Risk stratification is essential for effective targeting of prevention, management and treatment strategies in individuals who are most likely to benefit. This requires to estimate the absolute risk of unfavorable outcomes in individual patients, and to implement risk prediction models that combine information from social determinants of health, signs and symptoms, comorbidity data, imaging results or laboratory markers. Prediction models can particularly be useful during emerging outbreaks where large numbers of people need to be screened for disease and assessed for subsequent outcomes. For instance, more than 60 prediction models have been developed during the past few months for diagnosing coronavirus disease 2019 (covid-19), for assessing the risk of infection, and for estimating subsequent prognosis.
Unfortunately, the development and validation of prediction models is not straightforward during an emerging outbreak. Due to reseource constraints, existing cohorts are often small, adopt selective, often pathogen specific design choices, and focus on a limited set of exposures and data types.

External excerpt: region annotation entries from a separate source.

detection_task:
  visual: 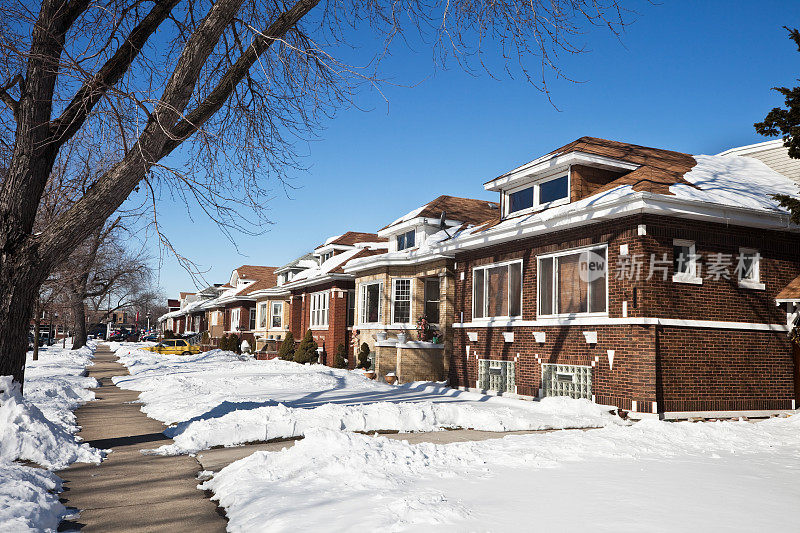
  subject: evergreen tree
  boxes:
[278,331,294,361]
[294,329,318,364]
[358,342,372,370]
[333,344,347,368]
[753,26,800,224]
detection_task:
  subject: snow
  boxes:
[386,202,430,228]
[109,346,623,454]
[199,415,800,532]
[670,155,800,211]
[0,343,104,531]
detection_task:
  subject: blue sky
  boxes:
[151,1,800,297]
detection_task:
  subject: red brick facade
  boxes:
[450,215,800,412]
[290,280,355,368]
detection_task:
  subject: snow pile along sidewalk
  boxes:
[0,345,104,531]
[153,397,624,455]
[114,346,624,454]
[199,416,800,532]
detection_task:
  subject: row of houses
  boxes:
[160,137,800,418]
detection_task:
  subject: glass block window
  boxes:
[478,359,517,392]
[542,363,592,400]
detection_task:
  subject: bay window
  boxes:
[311,291,329,328]
[472,261,522,318]
[537,246,608,316]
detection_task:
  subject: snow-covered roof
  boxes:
[282,242,389,289]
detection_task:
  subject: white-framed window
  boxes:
[397,229,417,251]
[506,173,570,215]
[359,281,383,324]
[472,259,522,319]
[311,291,330,328]
[736,248,765,290]
[672,239,703,285]
[392,279,411,324]
[270,302,283,328]
[536,245,608,316]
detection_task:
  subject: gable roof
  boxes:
[234,265,275,280]
[380,194,500,231]
[486,137,697,194]
[315,231,386,249]
[236,267,278,296]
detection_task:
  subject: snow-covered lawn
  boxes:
[0,345,103,531]
[200,415,800,532]
[114,345,624,454]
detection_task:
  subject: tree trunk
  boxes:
[33,316,42,361]
[0,247,50,386]
[70,291,86,350]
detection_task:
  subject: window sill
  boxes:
[536,312,608,320]
[672,274,703,285]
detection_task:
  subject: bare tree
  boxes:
[0,0,622,381]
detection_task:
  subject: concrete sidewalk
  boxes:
[58,345,226,533]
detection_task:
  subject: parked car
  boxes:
[143,339,200,355]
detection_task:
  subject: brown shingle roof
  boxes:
[775,276,800,300]
[317,231,386,248]
[235,265,275,280]
[330,248,386,274]
[490,137,697,195]
[381,195,500,230]
[238,274,278,295]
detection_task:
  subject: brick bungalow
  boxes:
[344,196,499,381]
[428,137,800,418]
[205,265,275,348]
[250,253,318,359]
[282,231,388,368]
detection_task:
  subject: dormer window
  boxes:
[506,175,569,215]
[397,229,416,251]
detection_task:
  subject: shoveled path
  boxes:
[58,345,226,533]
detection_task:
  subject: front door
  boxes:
[792,342,800,407]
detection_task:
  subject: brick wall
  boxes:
[658,327,794,411]
[290,280,355,368]
[449,215,800,412]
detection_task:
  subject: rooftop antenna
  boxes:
[439,211,453,239]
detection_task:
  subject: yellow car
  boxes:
[144,339,200,355]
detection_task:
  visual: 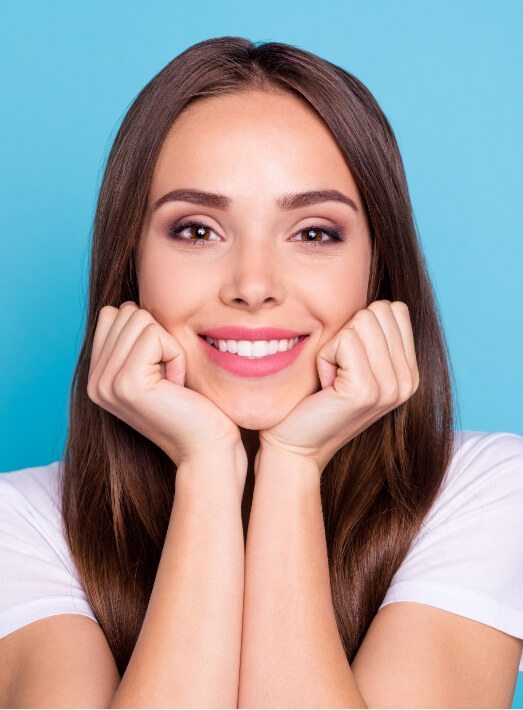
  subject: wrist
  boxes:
[176,441,248,503]
[254,443,321,487]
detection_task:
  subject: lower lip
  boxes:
[198,335,309,377]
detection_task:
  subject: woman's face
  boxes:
[136,91,371,430]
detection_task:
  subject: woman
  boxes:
[0,37,523,707]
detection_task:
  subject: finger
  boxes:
[115,322,186,389]
[98,308,157,394]
[369,301,413,386]
[390,301,418,376]
[351,308,399,404]
[95,301,138,384]
[316,326,379,401]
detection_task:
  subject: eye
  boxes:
[168,222,346,247]
[297,224,345,247]
[169,222,218,247]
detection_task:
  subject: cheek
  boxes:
[314,264,370,330]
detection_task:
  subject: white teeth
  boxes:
[205,336,300,359]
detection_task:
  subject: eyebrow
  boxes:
[152,188,359,212]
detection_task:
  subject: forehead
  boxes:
[151,90,357,196]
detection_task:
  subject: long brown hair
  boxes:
[62,37,453,675]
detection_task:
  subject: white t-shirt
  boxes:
[0,431,523,671]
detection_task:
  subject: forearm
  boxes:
[238,452,366,707]
[112,452,244,707]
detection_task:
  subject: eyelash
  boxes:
[168,222,346,247]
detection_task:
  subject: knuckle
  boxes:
[367,299,390,311]
[113,369,135,402]
[382,382,401,404]
[98,306,118,320]
[390,301,409,313]
[355,379,380,407]
[95,374,113,402]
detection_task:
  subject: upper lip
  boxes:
[200,325,307,340]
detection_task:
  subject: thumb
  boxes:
[316,338,338,390]
[160,330,186,387]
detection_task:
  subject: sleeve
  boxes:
[379,432,523,670]
[0,474,97,638]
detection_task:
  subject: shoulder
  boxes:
[428,431,523,517]
[0,461,96,638]
[0,461,63,554]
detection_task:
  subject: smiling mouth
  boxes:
[198,335,308,360]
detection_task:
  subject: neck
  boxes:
[240,427,260,540]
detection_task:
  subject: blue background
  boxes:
[0,0,523,708]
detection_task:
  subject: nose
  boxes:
[220,235,286,311]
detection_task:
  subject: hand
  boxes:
[257,301,419,474]
[87,301,246,468]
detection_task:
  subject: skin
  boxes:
[136,91,372,478]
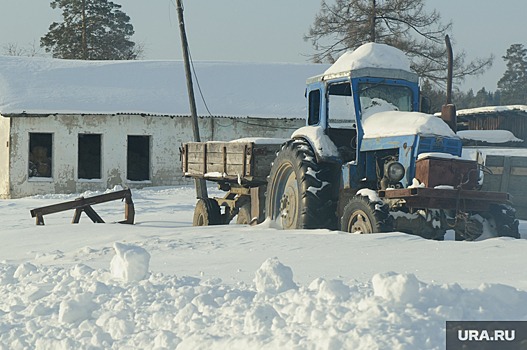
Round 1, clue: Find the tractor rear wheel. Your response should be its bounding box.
[192,198,223,226]
[266,140,339,229]
[490,204,520,238]
[236,203,252,225]
[340,195,390,233]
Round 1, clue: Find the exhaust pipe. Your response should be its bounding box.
[441,35,457,132]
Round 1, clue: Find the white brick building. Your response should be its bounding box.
[0,57,325,198]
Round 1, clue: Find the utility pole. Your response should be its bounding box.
[81,0,88,60]
[176,0,208,198]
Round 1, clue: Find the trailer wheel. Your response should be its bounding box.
[236,203,252,225]
[266,140,339,229]
[490,204,520,238]
[192,198,223,226]
[340,196,390,233]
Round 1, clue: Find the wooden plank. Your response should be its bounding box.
[30,189,131,217]
[82,205,104,224]
[30,189,135,225]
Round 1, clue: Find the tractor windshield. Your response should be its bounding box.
[359,82,412,115]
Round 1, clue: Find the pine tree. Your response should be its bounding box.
[40,0,142,60]
[498,44,527,104]
[304,0,493,87]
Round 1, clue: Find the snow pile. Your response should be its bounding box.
[324,43,410,75]
[362,111,457,139]
[0,258,527,350]
[0,186,527,350]
[110,242,150,282]
[457,130,523,143]
[254,258,297,294]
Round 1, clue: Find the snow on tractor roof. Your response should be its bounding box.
[362,111,457,139]
[324,43,411,75]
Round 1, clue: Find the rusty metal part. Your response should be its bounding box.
[379,187,510,211]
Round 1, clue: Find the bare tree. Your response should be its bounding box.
[304,0,494,86]
[2,41,42,57]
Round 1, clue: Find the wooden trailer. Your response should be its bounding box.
[180,139,285,226]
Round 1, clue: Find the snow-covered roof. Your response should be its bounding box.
[457,130,523,143]
[316,43,418,81]
[456,105,527,116]
[0,56,327,118]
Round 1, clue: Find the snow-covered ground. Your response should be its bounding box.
[0,187,527,350]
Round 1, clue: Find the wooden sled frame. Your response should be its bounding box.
[30,189,135,225]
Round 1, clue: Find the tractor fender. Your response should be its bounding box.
[291,126,340,163]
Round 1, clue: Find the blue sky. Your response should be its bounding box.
[0,0,527,91]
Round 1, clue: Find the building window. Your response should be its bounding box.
[126,135,150,181]
[78,134,101,179]
[29,133,53,177]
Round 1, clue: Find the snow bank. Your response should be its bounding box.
[254,258,297,294]
[0,258,527,350]
[110,242,150,282]
[362,111,457,139]
[324,43,410,75]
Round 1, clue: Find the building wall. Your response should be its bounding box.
[0,115,10,198]
[4,115,304,198]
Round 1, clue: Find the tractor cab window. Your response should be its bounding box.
[307,90,320,125]
[359,83,412,117]
[328,82,356,129]
[326,81,357,162]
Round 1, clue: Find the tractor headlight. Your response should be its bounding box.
[384,161,405,183]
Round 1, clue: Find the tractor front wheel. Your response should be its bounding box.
[192,198,223,226]
[340,195,390,233]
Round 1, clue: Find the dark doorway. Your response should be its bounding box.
[126,135,150,181]
[78,134,102,179]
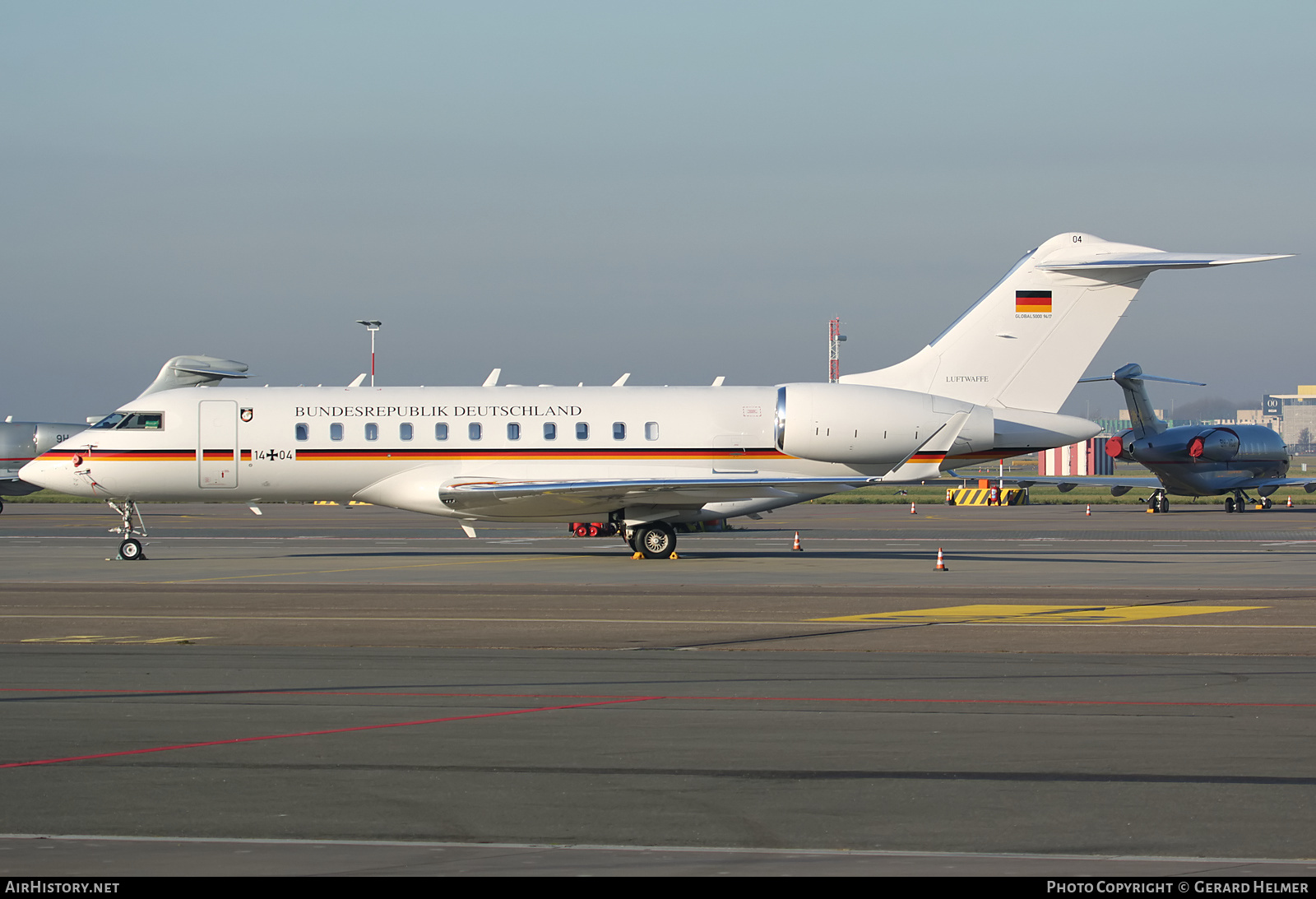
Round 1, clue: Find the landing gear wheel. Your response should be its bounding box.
[634,521,676,558]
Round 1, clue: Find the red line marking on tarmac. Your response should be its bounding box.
[0,697,658,767]
[0,687,1316,711]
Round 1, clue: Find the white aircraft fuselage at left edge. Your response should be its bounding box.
[21,233,1281,558]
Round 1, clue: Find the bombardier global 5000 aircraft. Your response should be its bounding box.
[21,233,1281,558]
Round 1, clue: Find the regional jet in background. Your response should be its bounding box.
[0,416,86,512]
[22,233,1281,558]
[1018,364,1316,512]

In addition, many studies are conducted hastily, analyzed using inappropriate statistical methods and poorly reported. As a consequence, the vast majority of developed prediction models are unreliable and unsuitable for use in routine care.
Collaborative research is urgently needed to defragment ongoing research activities, and to improve the overall quality and validity of clinical prediction models. For this reason, there is an increasing demand to share participant-level data and to perform a cross-cohort analysis. This strategy is also known as individual participant data meta-analysis (IPD-MA), and directly facilitates testing of developed prediction models across different health care settings, time periods and clinical phenotypes.
In this talk, I will introduce key principles of risk prediction modelling and discuss the opportunities of performing an IPD-MA. I will provide several illustrations, and explain statistical methods to address the presence of harmonization issues, missing data, and between-study heterogeneity. Finally, I will highlight recent iniatives aiming to improve the prediction of Zika virus and covid-19.